Tra le varie misure contenute nel ddl, vi è l’istituzione, nei Tribunali ordinari, di sezioni specializzate che si occuperanno della valutazione delle richieste di asilo politico presentate dai migranti che arrivano in Italia. Una novità resa necessaria dal crescente numero di domande di asilo che ha reso insufficienti le Commissioni Territoriali che, fino a oggi, si occupavano di tali casi. Se questa è da considerare una novità positiva apportata dal decreto, molto più discutibile è la decisione di perseguire l’accelerazione dei tempi delle procedure anche attraverso l’eliminazione di uno dei 3 gradi di giudizio previsti, come in generale avviene nella giustizia italiana, per i procedimenti relativi alle richieste di asilo.

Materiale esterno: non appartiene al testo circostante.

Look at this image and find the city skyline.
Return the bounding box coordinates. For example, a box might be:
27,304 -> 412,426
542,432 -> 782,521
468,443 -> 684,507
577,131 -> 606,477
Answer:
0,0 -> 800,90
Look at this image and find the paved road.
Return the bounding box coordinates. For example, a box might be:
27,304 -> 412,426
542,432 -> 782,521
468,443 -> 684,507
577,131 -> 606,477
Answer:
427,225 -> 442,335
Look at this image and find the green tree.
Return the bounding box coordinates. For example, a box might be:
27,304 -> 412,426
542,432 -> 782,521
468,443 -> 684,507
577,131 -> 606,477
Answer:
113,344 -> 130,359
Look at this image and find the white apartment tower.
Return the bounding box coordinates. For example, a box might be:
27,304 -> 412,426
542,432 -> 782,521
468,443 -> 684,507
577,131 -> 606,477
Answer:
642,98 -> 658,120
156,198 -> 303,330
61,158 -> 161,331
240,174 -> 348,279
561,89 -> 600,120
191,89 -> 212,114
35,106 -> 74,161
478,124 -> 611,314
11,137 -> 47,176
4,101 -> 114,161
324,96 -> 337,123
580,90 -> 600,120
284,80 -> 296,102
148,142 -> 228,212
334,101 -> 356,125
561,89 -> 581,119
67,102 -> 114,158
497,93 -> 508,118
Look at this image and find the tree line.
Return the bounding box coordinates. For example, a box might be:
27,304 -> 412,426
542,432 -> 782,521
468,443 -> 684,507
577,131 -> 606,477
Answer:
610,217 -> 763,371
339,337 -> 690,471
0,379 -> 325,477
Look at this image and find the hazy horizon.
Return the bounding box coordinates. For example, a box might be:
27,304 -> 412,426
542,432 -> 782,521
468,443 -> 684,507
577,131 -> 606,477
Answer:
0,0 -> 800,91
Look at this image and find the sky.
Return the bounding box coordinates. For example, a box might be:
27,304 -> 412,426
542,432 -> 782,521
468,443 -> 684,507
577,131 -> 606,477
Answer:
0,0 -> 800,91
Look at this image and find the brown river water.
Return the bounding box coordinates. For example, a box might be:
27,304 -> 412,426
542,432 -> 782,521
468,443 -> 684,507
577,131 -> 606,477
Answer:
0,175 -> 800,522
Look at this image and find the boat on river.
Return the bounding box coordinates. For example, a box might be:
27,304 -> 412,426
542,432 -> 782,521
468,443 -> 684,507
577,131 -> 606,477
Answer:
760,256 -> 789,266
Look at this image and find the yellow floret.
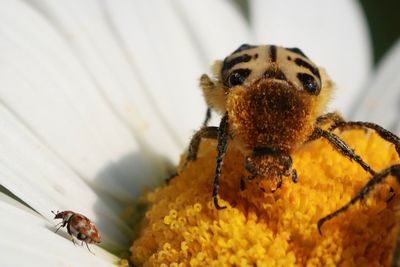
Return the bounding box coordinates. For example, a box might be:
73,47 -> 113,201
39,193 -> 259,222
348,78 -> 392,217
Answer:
131,130 -> 400,266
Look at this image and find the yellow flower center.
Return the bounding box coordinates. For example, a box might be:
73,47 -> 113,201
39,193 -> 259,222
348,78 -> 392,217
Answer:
131,130 -> 400,266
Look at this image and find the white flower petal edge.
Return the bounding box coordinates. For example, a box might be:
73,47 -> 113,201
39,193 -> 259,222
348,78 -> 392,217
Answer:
0,193 -> 118,267
351,39 -> 400,134
0,105 -> 131,248
0,1 -> 163,199
171,0 -> 254,64
250,0 -> 372,115
105,0 -> 216,146
26,0 -> 182,162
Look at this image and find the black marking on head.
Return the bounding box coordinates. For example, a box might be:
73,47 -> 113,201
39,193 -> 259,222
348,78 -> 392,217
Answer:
294,58 -> 321,80
264,69 -> 287,81
221,54 -> 251,73
297,73 -> 321,95
286,47 -> 308,59
269,45 -> 276,62
232,44 -> 256,55
224,69 -> 251,88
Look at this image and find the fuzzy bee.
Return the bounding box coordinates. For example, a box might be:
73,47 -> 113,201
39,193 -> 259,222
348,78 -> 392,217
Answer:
182,44 -> 400,230
51,210 -> 101,252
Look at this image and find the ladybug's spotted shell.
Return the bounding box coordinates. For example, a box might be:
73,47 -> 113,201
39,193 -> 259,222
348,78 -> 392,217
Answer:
54,211 -> 101,243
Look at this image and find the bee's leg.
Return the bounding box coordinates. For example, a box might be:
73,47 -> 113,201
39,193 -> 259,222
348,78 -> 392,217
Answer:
308,128 -> 376,175
317,117 -> 400,202
82,241 -> 96,255
212,113 -> 229,209
330,121 -> 400,155
166,126 -> 218,183
203,108 -> 211,127
318,164 -> 400,234
317,112 -> 344,129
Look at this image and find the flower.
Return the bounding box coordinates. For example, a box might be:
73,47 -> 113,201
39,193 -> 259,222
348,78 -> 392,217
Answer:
0,0 -> 396,266
131,130 -> 400,266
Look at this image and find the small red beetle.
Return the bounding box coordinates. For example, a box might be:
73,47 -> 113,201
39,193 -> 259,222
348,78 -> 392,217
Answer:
51,210 -> 101,253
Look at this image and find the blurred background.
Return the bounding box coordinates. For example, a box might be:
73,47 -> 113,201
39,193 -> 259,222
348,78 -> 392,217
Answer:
233,0 -> 400,65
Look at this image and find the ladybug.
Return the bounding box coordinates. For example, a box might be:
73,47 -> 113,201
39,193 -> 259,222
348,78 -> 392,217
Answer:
51,210 -> 101,252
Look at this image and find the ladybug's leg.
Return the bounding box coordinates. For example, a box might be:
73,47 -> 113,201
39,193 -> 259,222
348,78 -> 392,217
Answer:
211,113 -> 229,209
166,126 -> 218,183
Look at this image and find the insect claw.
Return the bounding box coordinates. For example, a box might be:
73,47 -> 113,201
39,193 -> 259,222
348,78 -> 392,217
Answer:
317,218 -> 326,236
214,197 -> 226,210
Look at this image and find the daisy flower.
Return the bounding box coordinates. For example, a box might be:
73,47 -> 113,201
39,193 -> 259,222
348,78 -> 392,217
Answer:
0,0 -> 400,266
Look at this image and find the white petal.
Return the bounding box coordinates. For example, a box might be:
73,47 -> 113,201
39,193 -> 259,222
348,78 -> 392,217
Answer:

In caso di rigetto della domanda di asilo o di protezione internazionale, infatti, gli interessati possono presentare ricorso al Tribunale ma, contro la decisione del Tribunale è ammesso solo il ricorso in Cassazione. La cancellazione del secondo grado, infatti, è una scelta che non tutela pienamente il diritto di difesa e che la stessa Associazione Nazionale Magistrati ha definito irragionevole in un proprio comunicato. Soprattutto alla luce del fatto che nel nostro ordinamento processuale il doppio grado di merito è previsto anche per controversie civili di valore molto inferiore rispetto all’accertamento della sussistenza o meno, per il richiedente asilo, di un fondato rischio di persecuzione o di esposizione a torture, trattamenti disumani o eventi bellici in caso di rientro nel suo Paese di origine.  Non sono inoltre garantiti né l’udienza dinanzi ai giudici, né la sospensione della efficacia esecutiva delle decisioni impugnate, cosa tanto più negativa se si considera che l’esecuzione di provvedimenti che dispongono il rimpatrio, in attesa di poter effettivamente condurre le persone all’estero, può tradursi in una permanenza nei centri di accoglienza per il rimpatrio o in un regime di “detenzione”.

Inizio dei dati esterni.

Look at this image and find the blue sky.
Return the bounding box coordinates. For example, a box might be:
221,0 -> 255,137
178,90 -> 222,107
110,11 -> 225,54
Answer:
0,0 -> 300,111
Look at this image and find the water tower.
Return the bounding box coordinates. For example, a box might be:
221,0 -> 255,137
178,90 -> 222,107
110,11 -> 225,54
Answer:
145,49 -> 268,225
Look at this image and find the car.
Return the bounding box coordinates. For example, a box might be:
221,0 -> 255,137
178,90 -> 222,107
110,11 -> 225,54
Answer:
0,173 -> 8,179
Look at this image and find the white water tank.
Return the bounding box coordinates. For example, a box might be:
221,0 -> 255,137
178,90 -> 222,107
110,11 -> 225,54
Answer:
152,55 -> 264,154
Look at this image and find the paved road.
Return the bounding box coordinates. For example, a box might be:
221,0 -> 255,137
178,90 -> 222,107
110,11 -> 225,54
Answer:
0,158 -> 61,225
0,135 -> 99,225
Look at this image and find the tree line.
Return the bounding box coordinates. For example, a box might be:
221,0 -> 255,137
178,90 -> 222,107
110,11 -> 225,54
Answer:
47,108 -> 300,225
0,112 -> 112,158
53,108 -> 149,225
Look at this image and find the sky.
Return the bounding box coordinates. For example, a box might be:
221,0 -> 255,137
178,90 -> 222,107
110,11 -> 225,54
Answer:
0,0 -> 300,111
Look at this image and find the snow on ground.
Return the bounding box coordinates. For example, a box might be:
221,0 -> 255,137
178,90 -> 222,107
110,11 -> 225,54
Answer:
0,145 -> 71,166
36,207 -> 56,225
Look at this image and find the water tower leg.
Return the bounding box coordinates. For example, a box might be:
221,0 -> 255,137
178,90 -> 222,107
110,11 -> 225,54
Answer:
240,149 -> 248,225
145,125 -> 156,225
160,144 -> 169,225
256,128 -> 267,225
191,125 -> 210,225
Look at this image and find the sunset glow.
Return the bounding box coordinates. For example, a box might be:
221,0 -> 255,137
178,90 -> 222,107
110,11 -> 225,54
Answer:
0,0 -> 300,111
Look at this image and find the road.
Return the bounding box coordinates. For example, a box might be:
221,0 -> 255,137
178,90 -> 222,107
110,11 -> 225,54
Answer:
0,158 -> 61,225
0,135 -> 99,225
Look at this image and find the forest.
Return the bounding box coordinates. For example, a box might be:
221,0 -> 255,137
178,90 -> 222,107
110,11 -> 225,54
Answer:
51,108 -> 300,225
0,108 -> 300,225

Altra novità introdotta dal ddl è quella che non rende più necessario, per chi è chiamato a decidere sulle domande di asilo, ascoltare direttamente il richiedente. Quest’ultimo potrà quindi trovarsi nella situazione di dover semplicemente attendere che il centro di accoglienza nel quale è ospitato riceva, via Pec, l’esito della valutazione della sua domanda. Circostanza che rischia di non fare altro che aumentare la percentuale già preoccupante – intorno al 30-35% – di migranti che fanno perdere le proprie tracce nel periodo durante il quale le istituzioni prendono in esame la loro richiesta di protezione.

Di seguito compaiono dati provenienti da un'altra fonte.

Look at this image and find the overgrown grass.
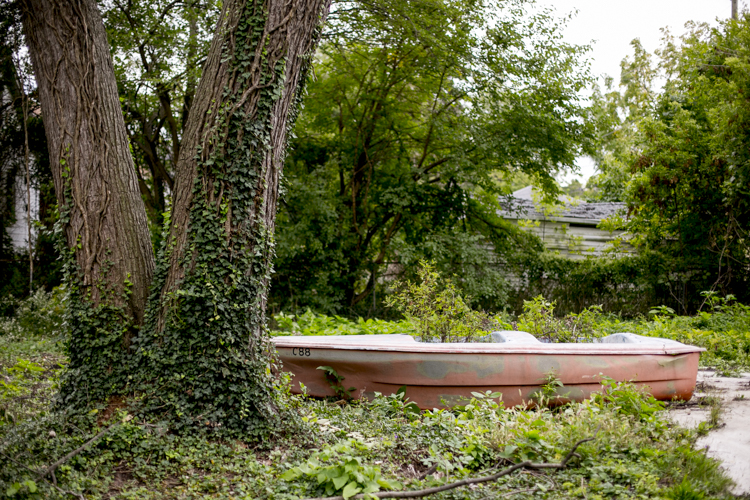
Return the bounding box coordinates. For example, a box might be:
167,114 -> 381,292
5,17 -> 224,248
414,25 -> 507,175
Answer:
272,297 -> 750,375
0,292 -> 731,500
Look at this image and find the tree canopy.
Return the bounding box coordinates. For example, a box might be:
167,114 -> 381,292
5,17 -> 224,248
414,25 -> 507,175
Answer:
594,17 -> 750,311
272,0 -> 592,313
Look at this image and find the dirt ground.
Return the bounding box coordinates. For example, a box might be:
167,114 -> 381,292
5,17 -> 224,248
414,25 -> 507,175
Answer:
671,370 -> 750,495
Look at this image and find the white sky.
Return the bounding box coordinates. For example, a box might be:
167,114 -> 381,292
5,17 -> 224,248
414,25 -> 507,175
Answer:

Il ddl, inoltre, appare molto generico e non tiene conto delle diverse esigenze che caratterizzano un singolo migrante né prevedono un trattamento diverso per i nuclei familiari in cui siano presenti figli minori. Come ha evidenziato Moretti nel corso dell’audizione, Ai.Bi., in base alla propria esperienza, ha avuto modo di verificare che spesso un marito e una moglie richiedenti asilo, che non sempre riescono a documentare il matrimonio, hanno tempi ed esiti diversi per la valutazione delle rispettive domande. Nonostante costituiscano un unico nucleo famigliare e abbiano pertanto la stessa storia. Con la conseguenza non rara, quindi, che un figlio minore debba patire l’allontanamento di uno dei genitori, a cui il diritto di asilo sia stato negato.

“Per molti aspetti, dunque – commenta Moretti -, il “decreto Minniti” sembra andare nella direzione opposta a quella perseguita da Ai.Bi. con la sua campagna Bambini in Alto Mare. La quale ha, tra i suoi obiettivi, quelli di garantire unità e assistenza adeguata ai nuclei famigliari con minori e di accogliere i minori stessi in strutture idonee, caratterizzate da un ambiente famigliare, nel rispetto di quanto previsto dalla legge 184/1983”.